Davy went to school at Coolgardie, then in Fremantle and at the High School, Perth (now Hale School), where in 1909 he received a Rhodes scholarship. He left to study law at Exeter College in Oxford, before being called to the bar at Gray's Inn in 1913. The following year he returned to Western Australia, practising law for a time.

In February 1915 Davy joined the Royal Field Artillery and served in France from May 1915 until he was wounded in action in September 1916. Davy continued his service in India until 1919. On 21 December 1915 Davy married Penelope Ethel, daughter of Horatio William Sholl, a Western Australian politician.

At the end of World War I he returned to Western Australia and resumed his law practice, subsequently becoming a partner in the legal firm of Northmore, Hale, Davy and Leake, and was appointed a King's Counsel in March 1932. Davy sat on the High School's Board of Governors from 1920 and as its chairman in 1929 instigated the change in the school's name to Hale School.

In 1924 Davy was endorsed by the Nationalist Party to contest the Legislative Assembly seat of West Perth, against the sitting member Edith Cowan, who was herself a Nationalist. It was not unusual at the time for the Nationalist Party to endorse more than one candidate for a seat, but in this case Cowan was seen as unreliable in her support for the "party line", and the party devoted most of its resources to the election of Davy. Davy narrowly won the seat. He was re-elected in 1927, again against Cowan, who contested the seat as a Women's Electoral League candidate, and again in 1930.

On 29 April 1930 Davy was appointed as Attorney-General and in October 1931 also took on the position of Minister for Education. In 1932 he was also made the Minister for the North-West. He was deputy leader of the Nationalist Party from 1927 to 1933, and was acting Premier on several occasions during the absence of Sir James Mitchell.

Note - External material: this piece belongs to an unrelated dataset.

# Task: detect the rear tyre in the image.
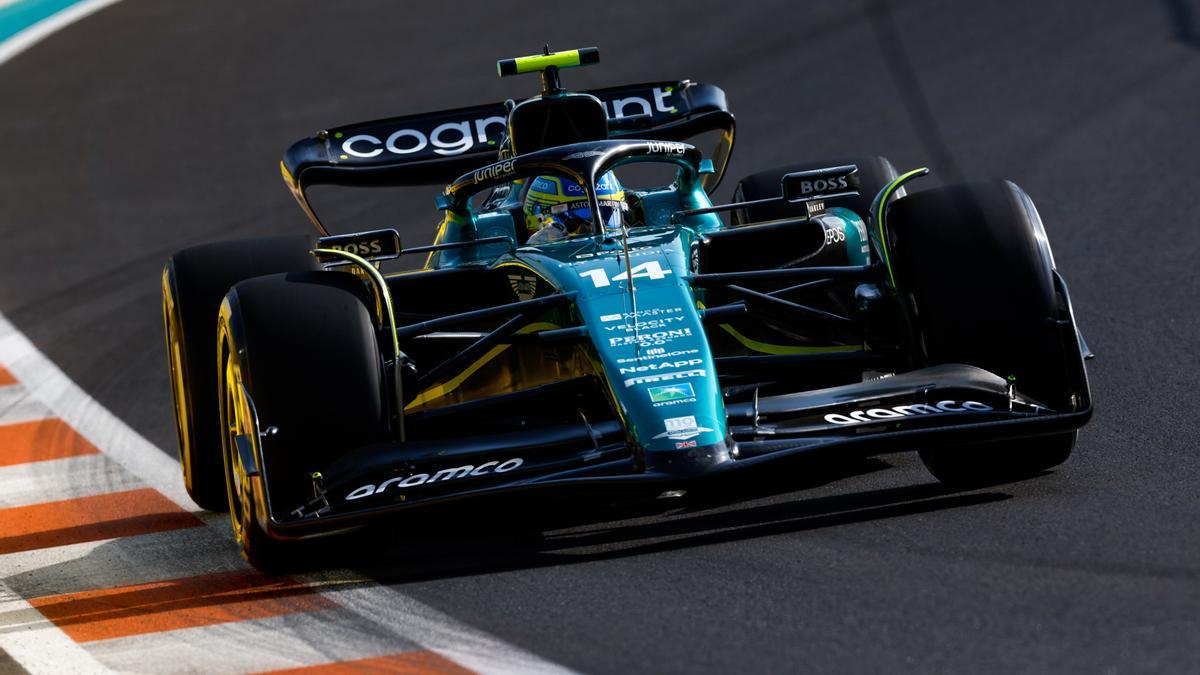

On 18 February 1933 Davy died unexpectedly of a heart attack while playing cards with close friends at the Savoy Hotel. His widow, two daughters and a son survived him. Davy was buried at Karrakatta Cemetery. Despite being a lawyer, King's Counsel and the attorney-general, Davy died intestate, leaving an estate worth £8,946.

== Legacy ==
A memorial aviary, designed by Harold Boas, was constructed at the Perth Zoo and named after him, and a street in Wembley Downs is named after him.